The main conceit or metaphor of “The Sun Rising” is the personification of the sun into an old man – a "busy old fool" – whose business it is to get everyone out of bed and on the way to work. The persona adopted by the poet sees fit to argue with the sun, and this creates a comic opening to the poem. This is extended when, in the second stanza, he claims that he is stronger than the sun, because he can "eclipse and cloud" his beams just by blinking. This is of course true, but it does not really mean that the sun is not "so reverend, and strong". At the end of the poem he treats the Sun more gently: his "age asks ease" so they are in the position to help him, since he only has to warm the two of them, and he warms the whole world.
The secondary conceit is the metaphor that the speaker’s lover is "all states" – she is all the treasures of the world. As a result, therefore, he is "all princes". Donne elevates the importance of the relationship using this hyperbole.
He combines this hyperbole (the speaker has all the power in the world) with litotes (deliberate understatement for literary effect), in his deliberate reduction of the importance of everything else. Measurements of time, i.e. "hours, days, months", are likened to "rags", all honour is "mimic" (ie fake), and wealth is "alchemy" (ie it isn’t real). He sums it up with the statement "nothing else is". This combination of the two techniques demonstrates how great their love is. Metaphorically, it is the only thing in the world – and so their room becomes the whole "sphere" for the sun.

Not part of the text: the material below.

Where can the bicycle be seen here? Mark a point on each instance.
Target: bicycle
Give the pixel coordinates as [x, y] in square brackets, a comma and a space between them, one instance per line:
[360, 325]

Donne never ceases to impress by showcasing the strong emotions reflected by the conceit, network of images and the extraordinarily witty and ingenious language. It is the amazingly original conceit that makes his poems with a common love topic so uncommon. Donne’s poems are quite capable of stirring the emotions, and no matter how uncommon and intellectual his conceits, his poems would not work without a seed of genuine feeling at their centre. “The Sun Rising”is a classic love poem in the history of world literature.